Мы посмотрели на Боба. По всему получалось, что он у нас главный.

– Так, – прогундосил он, оглядев нас с небольшим скепсисом. – Звать художника Мирабор. У него, я слышал, что-то случилось. И он не в духе. И картин сейчас не пишет. В общем, никаких дурацких шуток. И – с печалью в голосе. Договорились?
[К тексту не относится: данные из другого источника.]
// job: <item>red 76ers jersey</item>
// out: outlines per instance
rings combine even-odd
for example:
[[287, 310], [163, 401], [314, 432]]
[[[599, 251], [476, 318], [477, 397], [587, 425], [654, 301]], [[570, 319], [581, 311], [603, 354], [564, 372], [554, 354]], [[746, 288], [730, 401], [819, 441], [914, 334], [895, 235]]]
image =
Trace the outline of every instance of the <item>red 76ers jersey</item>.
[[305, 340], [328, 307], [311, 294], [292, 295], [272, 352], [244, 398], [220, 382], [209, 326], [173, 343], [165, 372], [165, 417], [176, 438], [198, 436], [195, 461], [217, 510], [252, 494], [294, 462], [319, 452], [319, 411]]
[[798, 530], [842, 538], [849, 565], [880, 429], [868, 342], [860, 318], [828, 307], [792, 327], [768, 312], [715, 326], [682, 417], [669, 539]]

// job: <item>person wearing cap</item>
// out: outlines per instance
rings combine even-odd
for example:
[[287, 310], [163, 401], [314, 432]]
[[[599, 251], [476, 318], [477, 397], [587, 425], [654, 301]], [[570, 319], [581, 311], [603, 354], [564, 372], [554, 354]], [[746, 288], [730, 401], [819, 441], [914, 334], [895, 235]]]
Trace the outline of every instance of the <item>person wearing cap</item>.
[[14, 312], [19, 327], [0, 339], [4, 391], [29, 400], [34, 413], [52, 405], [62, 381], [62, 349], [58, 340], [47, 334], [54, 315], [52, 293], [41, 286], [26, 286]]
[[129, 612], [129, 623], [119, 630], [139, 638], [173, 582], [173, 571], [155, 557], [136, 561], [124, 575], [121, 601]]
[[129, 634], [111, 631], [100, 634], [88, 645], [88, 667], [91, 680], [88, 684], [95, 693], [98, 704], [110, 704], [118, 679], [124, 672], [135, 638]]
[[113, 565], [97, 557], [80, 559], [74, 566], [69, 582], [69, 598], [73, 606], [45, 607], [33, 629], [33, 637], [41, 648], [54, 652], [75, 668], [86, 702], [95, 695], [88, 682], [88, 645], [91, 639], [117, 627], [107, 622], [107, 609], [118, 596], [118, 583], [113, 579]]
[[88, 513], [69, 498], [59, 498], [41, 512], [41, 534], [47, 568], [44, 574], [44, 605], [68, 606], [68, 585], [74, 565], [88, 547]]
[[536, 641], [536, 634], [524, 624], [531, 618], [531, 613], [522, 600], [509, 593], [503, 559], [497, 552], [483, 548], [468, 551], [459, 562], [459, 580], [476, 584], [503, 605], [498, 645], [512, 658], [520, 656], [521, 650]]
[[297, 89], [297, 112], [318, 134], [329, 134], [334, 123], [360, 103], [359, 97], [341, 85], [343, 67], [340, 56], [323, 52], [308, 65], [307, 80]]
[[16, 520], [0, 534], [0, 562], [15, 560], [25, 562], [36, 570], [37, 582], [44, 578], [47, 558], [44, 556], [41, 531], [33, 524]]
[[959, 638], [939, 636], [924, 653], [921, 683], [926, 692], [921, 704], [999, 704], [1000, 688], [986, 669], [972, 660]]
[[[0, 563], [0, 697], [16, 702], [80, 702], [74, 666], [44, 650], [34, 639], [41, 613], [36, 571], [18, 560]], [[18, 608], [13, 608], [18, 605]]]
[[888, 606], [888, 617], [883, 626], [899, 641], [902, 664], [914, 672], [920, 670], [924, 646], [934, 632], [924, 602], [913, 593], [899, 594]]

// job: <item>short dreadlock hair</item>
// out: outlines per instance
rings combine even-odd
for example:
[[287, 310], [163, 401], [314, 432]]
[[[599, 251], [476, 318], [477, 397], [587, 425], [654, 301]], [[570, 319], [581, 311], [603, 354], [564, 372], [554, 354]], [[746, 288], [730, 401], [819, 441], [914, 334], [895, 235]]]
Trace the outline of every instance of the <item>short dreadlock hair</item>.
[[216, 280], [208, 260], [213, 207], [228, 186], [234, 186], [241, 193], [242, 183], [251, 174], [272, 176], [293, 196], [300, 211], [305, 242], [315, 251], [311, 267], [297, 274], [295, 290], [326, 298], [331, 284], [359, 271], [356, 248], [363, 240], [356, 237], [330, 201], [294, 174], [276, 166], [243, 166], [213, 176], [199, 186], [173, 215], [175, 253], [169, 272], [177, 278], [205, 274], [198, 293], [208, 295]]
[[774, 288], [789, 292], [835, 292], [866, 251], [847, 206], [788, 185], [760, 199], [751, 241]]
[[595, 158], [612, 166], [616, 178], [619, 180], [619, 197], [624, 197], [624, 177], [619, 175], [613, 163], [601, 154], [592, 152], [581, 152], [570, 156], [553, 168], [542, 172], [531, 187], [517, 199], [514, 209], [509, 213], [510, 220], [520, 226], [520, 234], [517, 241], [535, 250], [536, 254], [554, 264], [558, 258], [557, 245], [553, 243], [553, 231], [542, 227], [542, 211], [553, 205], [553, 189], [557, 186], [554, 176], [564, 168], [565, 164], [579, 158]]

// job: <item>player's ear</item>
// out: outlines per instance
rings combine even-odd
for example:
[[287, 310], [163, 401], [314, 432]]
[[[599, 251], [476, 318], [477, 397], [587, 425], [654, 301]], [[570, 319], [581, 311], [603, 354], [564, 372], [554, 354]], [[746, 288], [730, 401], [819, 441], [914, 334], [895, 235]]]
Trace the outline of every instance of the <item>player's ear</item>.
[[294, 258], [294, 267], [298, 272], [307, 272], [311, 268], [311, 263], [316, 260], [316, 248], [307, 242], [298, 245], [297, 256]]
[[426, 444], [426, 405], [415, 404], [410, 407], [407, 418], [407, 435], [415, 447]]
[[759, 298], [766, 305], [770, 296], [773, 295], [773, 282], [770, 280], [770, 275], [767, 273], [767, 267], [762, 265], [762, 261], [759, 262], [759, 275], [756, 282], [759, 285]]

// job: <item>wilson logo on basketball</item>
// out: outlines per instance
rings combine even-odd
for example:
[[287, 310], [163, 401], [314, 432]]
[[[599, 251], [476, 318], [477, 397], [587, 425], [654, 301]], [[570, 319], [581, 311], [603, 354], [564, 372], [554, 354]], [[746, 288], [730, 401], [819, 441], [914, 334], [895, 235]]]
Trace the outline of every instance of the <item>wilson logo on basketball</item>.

– Не вопрос, – откликнулся Мишка.

– Угу, – в один голос промычали мы с Настей.

– Раз всё ясно – стучите.

И Боб подтолкнул нас с Михой к двери.

Но стучать не пришлось. Дверь распахнулась сама, и на пороге возник хозяин. В халате («шлафроке» – всплыло в памяти какое-то старинное словцо) и тапках с загнутыми носами на босу ногу. Видимо, здорово он напомнил бы мне «кавалера» с картины Федотова из нашей хрестоматии, кабы не густая, длинная чёрная борода и крючковатый нос.

– А, Б-боб… – слегка заикаясь проговорил Мирабор, – и Настя с тобой… Чем м-могу? Войдёте?

– Войдём, войдём, Мир, – пробурчал едва ль не ласково бобр, – давай, ребята, заходим.

Мы прошли в дом. Комната, в которую нас завёл хозяин, представляла собой образец романтической неразберихи. Повсюду валялись выжатые наполовину тюбики и полупустые банки из-под краски; деревянные щиты, картон, холсты в рамах высились кипами на столе и на диване, стояли у стен; кисти валялись на полу и торчали из ваз, а в углу около окна стояла на полу массивная чернильница с десятком перьев, рядом с которой валялось с сотню исписанных и разрисованных листов бумаги.

– Простите, у меня тут… – пробурчал художник. – Как-то в-всё р-руки не доходят… вот и безладица этакая… не то – чёрт, сам скоро н-ногу сломлю… С кем имею ч-честь? – он обратил взор к нам.

Мы назвались.

– П-приятно, приятно, – дежурно отозвался хозяин.

Критически оглядев комнату, он покачал головой и причмокнул губами.

– М-да… д-дожил…

И он немедля освободил нам диван, небрежно сбросив всё на пол, и указал на него жестом. А сам умостился на подоконнике.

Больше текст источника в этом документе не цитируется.